Ayer se cumplieron treinta años,
treinta ya, desde que el Transbordador espacial Challenger explotó en su
lanzamiento, en una fría mañana de enero en la Florida. A los 76 segundos de
abandonar la plataforma de lanzamiento, el fallo de una junta aislante en uno
de los cohetes auxiliares de combustible líquido provocó una fuga de gases que acabó
por reventar los depósitos de hidrógeno y oxígeno líquido y todo explotó en una
gigantesca bola de fuego. Miles de personas en vivo, millones en televisión,
pudieron verlo en directo. En
este estupendo artículo Daniel Marín se lo cuenta con todo el detalle, técnica
y cariño del mundo.
Pocas cosas nos apasionan más, y
son más antinaturales, que el espacio. No tenemos opción alguna de sobrevivir
en ese entorno salvo un montón de tecnología cuyo fin, casi en exclusiva, es
defendernos. Y para acceder allá arriba sólo hemos inventado, hasta la fecha,
una manera, que es subirse a un cohete. Y en el fondo, eso es casi suicida. Un
cohete no es más que una bomba explotada poco a poco y cuya deflagración se
dirige hacia un punto, el contrario al que se encuentra la tripulación. Un mínimo
fallo y todo el cohete se puede ir al traste de la manera más trágica y
espectacular posible. Los astronautas que se suben a esas máquinas saben que en
todo momento, desde ese punto de no retorno en el que la maquinaria, ya puesta
en marcha, no se puede frenar, sus vidas están bajo peligro, un enorme peligro.

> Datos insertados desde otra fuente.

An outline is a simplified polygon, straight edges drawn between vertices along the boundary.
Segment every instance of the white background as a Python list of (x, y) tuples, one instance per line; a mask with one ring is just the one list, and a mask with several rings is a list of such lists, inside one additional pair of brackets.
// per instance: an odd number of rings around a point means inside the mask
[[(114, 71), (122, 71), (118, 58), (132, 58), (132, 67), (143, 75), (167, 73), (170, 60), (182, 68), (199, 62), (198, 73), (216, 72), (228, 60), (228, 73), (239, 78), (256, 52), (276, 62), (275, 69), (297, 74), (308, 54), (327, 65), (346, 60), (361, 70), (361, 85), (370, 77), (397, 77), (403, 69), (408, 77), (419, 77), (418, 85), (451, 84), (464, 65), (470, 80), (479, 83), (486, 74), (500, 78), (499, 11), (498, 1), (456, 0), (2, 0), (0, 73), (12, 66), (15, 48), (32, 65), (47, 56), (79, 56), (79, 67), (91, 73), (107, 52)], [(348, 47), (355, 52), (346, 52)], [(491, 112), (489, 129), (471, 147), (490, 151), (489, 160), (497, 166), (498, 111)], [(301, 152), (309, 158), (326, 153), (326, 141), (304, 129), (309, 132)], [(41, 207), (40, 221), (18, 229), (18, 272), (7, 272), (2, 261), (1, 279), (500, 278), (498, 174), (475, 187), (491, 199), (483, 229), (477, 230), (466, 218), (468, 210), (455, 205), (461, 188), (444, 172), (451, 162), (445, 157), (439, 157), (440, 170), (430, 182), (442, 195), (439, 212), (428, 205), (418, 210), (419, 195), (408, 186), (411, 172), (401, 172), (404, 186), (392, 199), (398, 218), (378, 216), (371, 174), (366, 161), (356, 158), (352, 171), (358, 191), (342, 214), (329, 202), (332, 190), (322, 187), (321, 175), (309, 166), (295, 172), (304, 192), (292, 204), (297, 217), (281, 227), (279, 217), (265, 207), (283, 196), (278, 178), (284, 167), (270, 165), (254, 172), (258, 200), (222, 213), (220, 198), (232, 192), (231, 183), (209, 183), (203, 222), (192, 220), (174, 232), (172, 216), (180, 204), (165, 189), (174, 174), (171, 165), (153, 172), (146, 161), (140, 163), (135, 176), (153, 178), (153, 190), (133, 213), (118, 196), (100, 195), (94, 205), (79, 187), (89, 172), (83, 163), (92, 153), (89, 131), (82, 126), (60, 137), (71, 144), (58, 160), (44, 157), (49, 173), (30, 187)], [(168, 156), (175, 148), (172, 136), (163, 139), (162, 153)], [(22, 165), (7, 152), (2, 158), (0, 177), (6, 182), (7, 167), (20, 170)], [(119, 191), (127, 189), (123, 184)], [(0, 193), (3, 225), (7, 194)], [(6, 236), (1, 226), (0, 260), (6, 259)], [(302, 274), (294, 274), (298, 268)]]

Miles de personas han trabajado muchísimo, y otras miles lo hacen durante todo
el momento del vuelo, (realmente los cohetes espaciales no vuelan, pero nos
entendemos) pero el más mínimo fallo puede ser letal, y todos lo saben. Y una
vez que el módulo habitado llega a la órbita, en la actualidad a una muy escasa
distancia de la superficie, unos 400 kilómetros, los riesgos siguen. Fugas en los
trajes, problemas en la estación, basura espacial, radiaciones… Los técnicos de
la NASA y el resto de agencias espaciales parecen, en ocasiones, madres que no
dejan de ver peligros que amenazan a sus retoños, solo que en este caso esos
peligros sí que son todos ciertos, y potencialmente muy graves. Subirse a un
cohete, por tanto, es una decisión muy valiente, y que debe ser tomada por el
astronauta y sus allegados con la seriedad debida. A lo largo de la carrera
espacial varios han sido los accidentes que han costado vidas, algunos de ellos
ocultados, especialmente en el entorno soviético durante los años de la guerra
fría. Los transbordadores, por la enorme complejidad de su maquinaria y la
elevada tripulación con la que se dotaban en cada lanzamiento, eran los que podían
causar mayores desastres, y así fue, tanto en el recordado Challenger como en
el del Columbia, que se desintegró en su reingreso a la atmósfera el 1 de febrero
de 2003. Otra vez fueron siete los fallecidos en ese accidente, que no dejó imágenes
tan espectaculares, pero que supuso la señal de fin para un programa, el de los
transbordadores, que en ningún momento llegó a cubrir las expectativas soñadas
y cuyos costes, astronómicos, nunca dejaban de crecer. Desde entonces, los
astronautas de cualquier nacionalidad sólo suben al espacio en los viejos
cohetes rusos Soyuz, de una tecnología antigua pero poseedores de una altísima
fiabilidad. De tres en tres, encapsulados en lo alto de una máquina destinada a
destruirse casi en su totalidad, los viajeros del espacio se ven catapultados
rumbo a las estrellas como lo fueron sus predecesores de los años sesenta. Buscan
los americanos la creación de naves propias, basadas en esta tecnología de
lanzamiento antigua, para no depender de los rusos, pero de momento los
prototipos siguen en pruebas y no se espera que, hasta 2018 por lo menos, un
cohete norteamericano vuelva a poner astronautas en órbita.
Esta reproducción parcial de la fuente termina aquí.